Mary normally sees Dr. A in Little Rock, but Dr. B is going to his satellite clinic in Sherwood-well Mary lives in Sherwood so she's going to go ahead and get her chemotherapy there (that has of course been ordered and ok'd by her normal doc). For Medicare we have to do Incident to whatever doc is there at the clinic, so it wouldn't be billed to her normal doc, it would be the one that is at the Sherwood clinic. But what if it's not Medicare....BCBS, Cigna, Qual, etc.???

I can't find any guidelines other than for Medicare.
 
Huh?

Incident to is used ONLY for E/M services provided by allied health professional (NP or PA), for an existing patient, with an existing treatment plan.

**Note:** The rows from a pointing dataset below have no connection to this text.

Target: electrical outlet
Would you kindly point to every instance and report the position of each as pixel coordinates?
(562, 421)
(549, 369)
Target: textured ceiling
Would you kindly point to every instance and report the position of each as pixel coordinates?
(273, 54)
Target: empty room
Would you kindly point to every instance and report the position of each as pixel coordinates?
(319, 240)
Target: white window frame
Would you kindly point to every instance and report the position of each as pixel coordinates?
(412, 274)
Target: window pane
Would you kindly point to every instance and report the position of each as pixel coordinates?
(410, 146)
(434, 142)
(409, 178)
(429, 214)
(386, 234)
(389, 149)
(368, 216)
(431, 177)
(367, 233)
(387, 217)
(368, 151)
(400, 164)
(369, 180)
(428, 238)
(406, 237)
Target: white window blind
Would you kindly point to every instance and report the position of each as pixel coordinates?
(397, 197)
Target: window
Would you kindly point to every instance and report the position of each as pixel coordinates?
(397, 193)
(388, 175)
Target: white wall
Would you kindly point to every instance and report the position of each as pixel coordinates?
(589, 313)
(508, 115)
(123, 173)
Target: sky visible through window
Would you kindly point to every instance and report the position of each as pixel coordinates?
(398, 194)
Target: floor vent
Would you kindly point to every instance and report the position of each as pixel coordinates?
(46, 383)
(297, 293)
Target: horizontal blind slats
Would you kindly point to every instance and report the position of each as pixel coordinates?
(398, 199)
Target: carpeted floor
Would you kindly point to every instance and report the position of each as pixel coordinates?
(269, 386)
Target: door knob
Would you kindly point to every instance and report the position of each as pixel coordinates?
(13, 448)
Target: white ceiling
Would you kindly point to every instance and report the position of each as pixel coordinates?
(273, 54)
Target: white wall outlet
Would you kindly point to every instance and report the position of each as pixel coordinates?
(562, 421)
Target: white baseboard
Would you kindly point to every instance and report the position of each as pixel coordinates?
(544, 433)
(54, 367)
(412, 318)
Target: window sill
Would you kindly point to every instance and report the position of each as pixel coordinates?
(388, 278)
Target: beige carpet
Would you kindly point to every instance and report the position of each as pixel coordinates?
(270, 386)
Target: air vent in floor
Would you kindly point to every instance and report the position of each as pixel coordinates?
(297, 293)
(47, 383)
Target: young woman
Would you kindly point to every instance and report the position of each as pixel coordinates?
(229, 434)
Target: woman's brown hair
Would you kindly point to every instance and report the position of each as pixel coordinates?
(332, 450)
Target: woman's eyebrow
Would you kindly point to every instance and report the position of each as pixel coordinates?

If another physician is seeing the patient, you bill under the name of the physician who is seeing the patient.

If what you are providing is TREATMENT (i.e. chemotherapy), I do not believe you can code an E/M as well.

Hope that helps.

F Tessa Bartels, CPC, CEMC
 
You can bill an office visit with chemo using a modifier 25.
Our thing is when the patient is getting chemo at one of our satellite clinics, they will be under a different doc's supervision. So if Dr. Smith usually sees his patient in Little Rock but today it was more convient for his patient to get chemo in Sherwood where another doctor in the practice is at for the day, Incident to should be that Sherwood doc. Medicare requires this, but haven't found if other payors do.

My supervisor has recently brought up the fact after reviewing things that it doesn't really make since to bill the chemo charges under Dr. Smith (the pt's normal doc) b/c Dr. Smith wasn't even at the place where the pt was getting chemo.